La derrota de ETA fue un proceso largo y tortuoso, del que participaron la acción política, la acción policial (a veces, ambas confundidas), y la propia evolución de la sociedad. Es difícil decir qué día fue definitivamente derrotada ETA, aunque para mí hubo dos acontecimientos que certificaron su clara decadencia y anunciaron su final: por un lado, el asesinato de Miguel Ángel Blanco, en julio de 1997, que movilizó como nunca antes a la sociedad española, y también a la vasca, en contra de la banda terrorista, y redujo significativamente su apoyo social. Un año después, ETA declararía una tregua que se extendería durante más de un año, y que finalizaría abruptamente, propiciando un enfrentamiento con el Gobierno español, dirigido por José María Aznar, que se intensificó hasta niveles nunca vistos, no sólo contra la banda terrorista, sino también contra el nacionalismo vasco.

De hecho, ese caldo de cultivo explicaría en parte la situación en el que, en mi opinión, fue el canto del cisne del terrorismo etarra, a pesar de que ETA no participó en él (y que me perdonen los peones negros y demás conspiranoicos surgidos al albur de aquel terrible suceso): los atentados del 11 de marzo de 2004, que inicialmente el Gobierno consideró atribuibles a ETA. Esos atentados, a cuatro días de las elecciones generales, incrementaron la tensión política hasta niveles tampoco vistos en mucho tiempo, y no sólo por los atentados en sí, sino por la actuación gubernamental, que suscitó y suscita muchas críticas y dudas, hasta el punto de plantearse si el Gobierno no mintió conscientemente para dirigir las miras hacia ETA, la organización terrorista contra la que llevaba luchando años, en lugar de Al Qaeda, el terrorismo de raíz islamista que los ciudadanos podían considerar que derivaba de la participación española en la Segunda Guerra de Irak de 2003, empeño personal del presidente Aznar contra viento y marea, contra toda evidencia (recuerden las famosas armas de destrucción masiva, que según dijo Aznar tenía la certidumbre de que existían) y contra la opinión de una mayoría aplastante de los españoles.

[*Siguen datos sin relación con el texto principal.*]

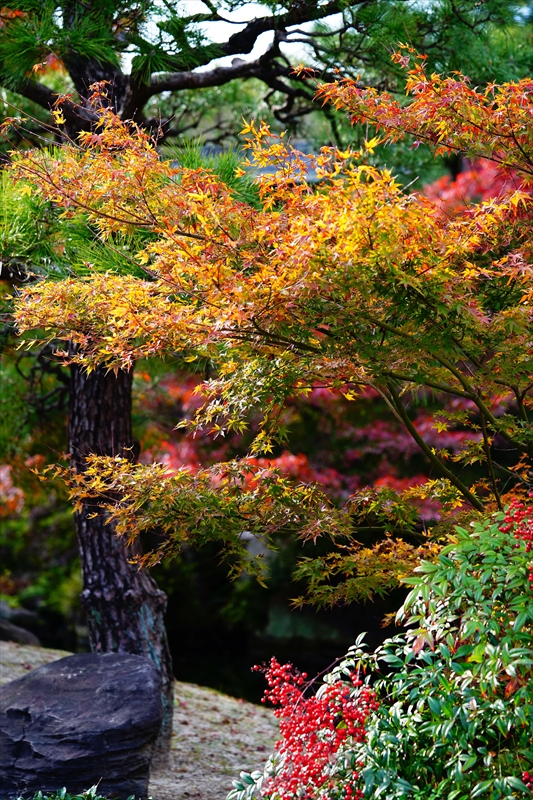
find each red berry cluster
[500,500,533,591]
[254,658,378,800]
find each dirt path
[0,642,277,800]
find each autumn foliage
[7,48,533,603]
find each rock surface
[0,642,278,800]
[0,653,162,800]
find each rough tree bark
[69,366,174,763]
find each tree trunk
[69,366,174,764]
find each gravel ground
[0,642,278,800]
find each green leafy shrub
[235,510,533,800]
[17,786,141,800]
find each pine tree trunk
[69,366,174,764]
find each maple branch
[11,78,98,125]
[383,372,473,400]
[481,414,503,511]
[387,383,485,511]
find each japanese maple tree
[7,49,533,602]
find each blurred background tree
[0,0,533,697]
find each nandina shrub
[228,658,377,800]
[231,512,533,800]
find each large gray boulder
[0,653,163,800]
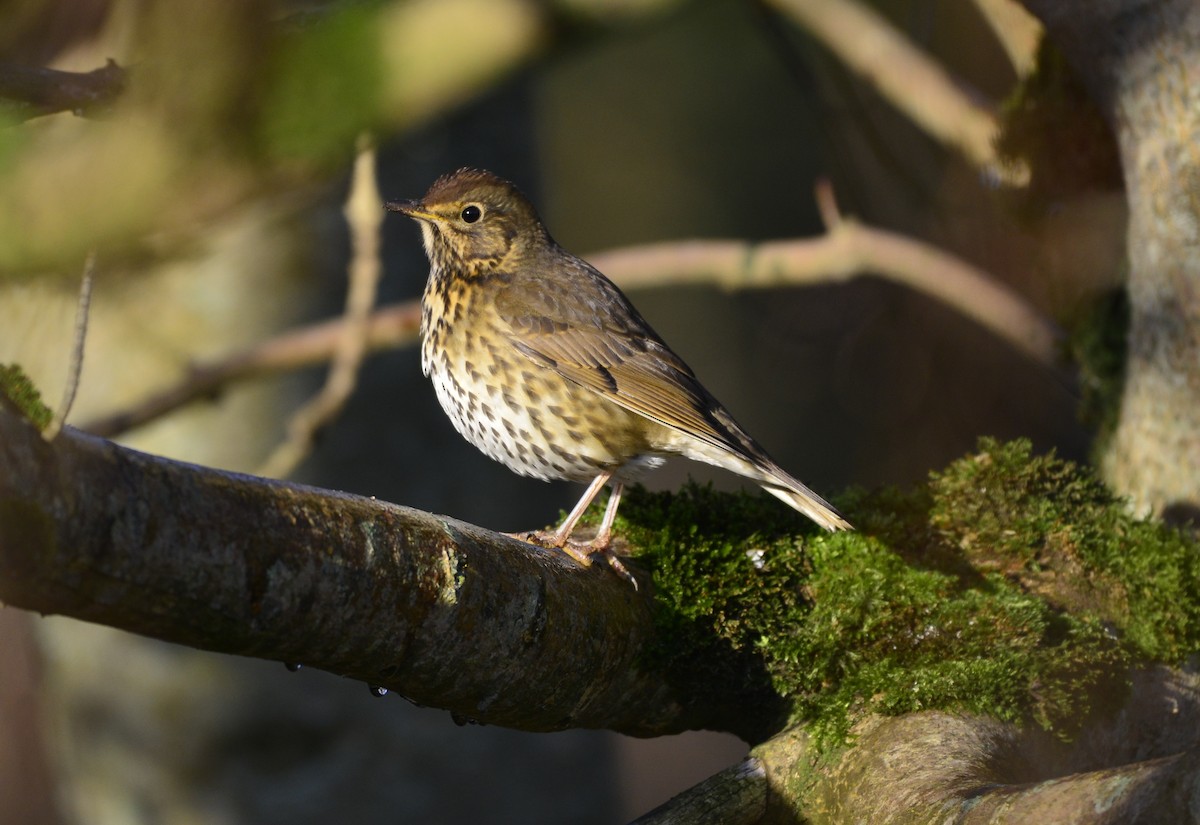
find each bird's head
[386,169,550,276]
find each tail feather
[762,478,854,532]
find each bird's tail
[760,468,854,532]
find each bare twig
[974,0,1043,77]
[0,60,128,120]
[259,139,384,477]
[80,301,421,438]
[592,232,1062,366]
[0,410,781,739]
[83,211,1062,436]
[42,251,96,441]
[770,0,1028,186]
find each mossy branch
[0,411,777,737]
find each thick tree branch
[637,668,1200,825]
[1024,0,1200,517]
[0,60,128,120]
[0,411,769,737]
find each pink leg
[592,481,625,550]
[550,472,612,547]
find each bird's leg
[548,471,612,546]
[588,481,637,590]
[509,472,612,567]
[510,471,637,590]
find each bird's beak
[384,200,438,221]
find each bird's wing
[497,259,761,457]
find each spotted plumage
[388,169,850,580]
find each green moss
[1069,288,1129,458]
[0,363,54,429]
[588,440,1200,748]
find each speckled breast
[421,276,661,481]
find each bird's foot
[504,530,637,590]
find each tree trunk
[1026,0,1200,514]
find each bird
[385,168,853,586]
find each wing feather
[497,258,766,458]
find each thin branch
[82,219,1062,438]
[80,301,421,438]
[42,249,96,441]
[0,60,128,120]
[630,757,770,825]
[592,232,1062,366]
[0,411,780,739]
[770,0,1028,186]
[974,0,1043,77]
[258,138,384,477]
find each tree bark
[0,411,779,740]
[1025,0,1200,514]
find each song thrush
[386,169,851,576]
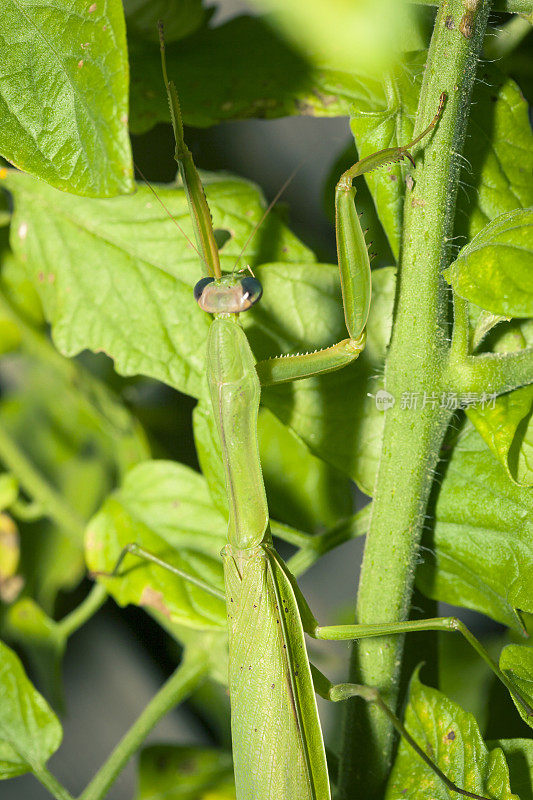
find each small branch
[0,423,85,540]
[57,583,107,638]
[0,284,149,470]
[32,766,74,800]
[79,652,208,800]
[270,519,314,547]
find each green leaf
[351,64,533,256]
[438,631,502,730]
[130,16,383,133]
[6,174,314,396]
[0,642,62,779]
[500,644,533,728]
[257,408,353,532]
[350,50,424,258]
[417,423,533,631]
[124,0,208,43]
[385,671,518,800]
[136,745,235,800]
[487,739,533,800]
[0,0,133,197]
[2,597,66,710]
[193,394,228,519]
[466,386,533,486]
[443,209,533,317]
[85,461,226,631]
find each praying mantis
[92,28,531,800]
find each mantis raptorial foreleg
[90,25,524,800]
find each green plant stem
[79,652,208,800]
[409,0,533,14]
[33,766,74,800]
[0,423,85,541]
[485,17,531,60]
[57,583,107,638]
[0,290,149,469]
[340,0,490,800]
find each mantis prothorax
[96,28,531,800]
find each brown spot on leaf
[139,586,170,619]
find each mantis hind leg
[91,542,226,600]
[311,665,490,800]
[306,617,533,717]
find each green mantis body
[107,29,531,800]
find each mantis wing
[223,545,330,800]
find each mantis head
[194,274,263,314]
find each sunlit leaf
[385,675,518,800]
[0,0,133,197]
[417,424,533,630]
[0,642,62,778]
[443,209,533,317]
[136,745,235,800]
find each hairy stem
[33,766,73,800]
[80,652,208,800]
[340,0,490,800]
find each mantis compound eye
[193,278,215,303]
[194,275,263,314]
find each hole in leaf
[213,228,232,250]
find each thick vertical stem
[340,0,490,800]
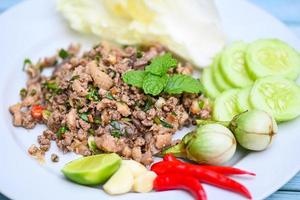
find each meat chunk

Paradójicamente, aunque ETA no tuviera que ver con el 11M, esos brutales atentados certificaron que su final estaba próximo, porque evidenciaron hasta qué punto la violencia constituía, para una amplísima mayoría de la población, también en el País Vasco, un medio que invalidaba por completo el fin que supuestamente se perseguía (la independencia). Y ello, en un contexto en el que la banda terrorista ya estaba muy debilitada por décadas de enfrentamiento con el Estado y con continuas escisiones y deserciones en su entorno social, condujo a una segunda tregua ya en el primer mandato de Zapatero y a su final definitivo en 2011. Un final que, diez años después, es evidente que también fue una derrota para la banda terrorista, a ojos de casi todo el mundo (salvo del exministro del Interior y posible sucesor de Aznar en su día, Jaime Mayor Oreja, que va por ahí afirmando que ETA está "más fuerte que nunca" hoy, diez años después de desaparecer), y cuando lo que quedó de ella, su entorno y sus apoyos sociales, está nítidamente integrado en la acción política convencional y pacífica. Y tanto es así que EH Bildu lleva años formando parte de los apoyos parlamentarios del actual Gobierno español y su coordinador general, Arnaldo Otegi, ha aprovechado el décimo aniversario del final del ETA para pedir perdón a sus víctimas. No es poco lo que se ha logrado aquí, puesto que no hace tanto tiempo (a buen seguro que casi todos nosotros lo recordaremos) que ETA era uno de los principales problemas de la democracia española, si no el más importante.